Clients are cached per (project_id, location) in _managed_llm_clients and evicted on auth errors (401/403) so stale credentials get rebuilt. Credentials come from the managed-LLM-platform entry in system settings api_keys (service-account JSON); location defaults to us-east4. A managed-LLM-platform bot with no project_id is skipped with a prewarm_failed event (reason: missing_project_id).
Both internal live-cache endpoints require X-CXBCore-Secret.
Endpoint
Body
Behaviour
POST /api/v1/internal/live-prompt-cache/recreate
{ bot_id }
Inline single-flight prewarm for one bot. Returns { cache_name }, or 503 recreate_failed / 404 bot not found. Used by CXB Core when a cache expires mid-call.

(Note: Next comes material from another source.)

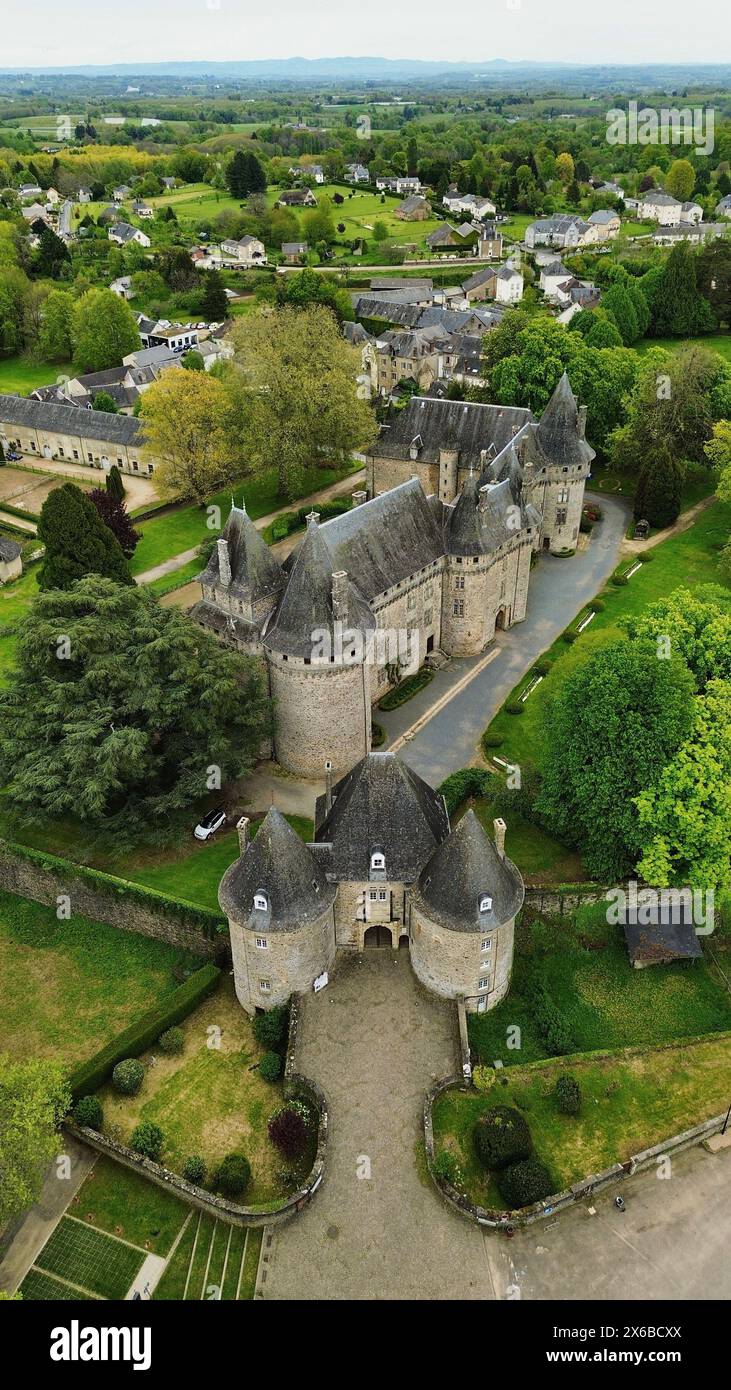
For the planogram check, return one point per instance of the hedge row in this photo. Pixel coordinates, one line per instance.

POST /api/v1/internal/live-prompt-cache/event
{ bot_id, event_type, cache_name?, details? }
Append-only audit sink so CXB Core can record events like expired_in_call, swap_after_expiry. Unknown event_type → 400.
The live-prompt-cache audit service writes append-only docs to live_prompt_cache_events. record_cache_event validates event_type against an allow-list and never propagates insert failures (audit must not break a call).Allowed event types: created, expired_in_call, swap_after_expiry, invalidated_at_shutdown, extended, recreated_after_expiry, prewarm_succeeded, prewarm_failed, cleanup_succeeded, cleanup_failed, catchup_triggered.The collection has indexes on (bot_id, ts) and (event_type, ts), plus a 90-day TTL index on ts.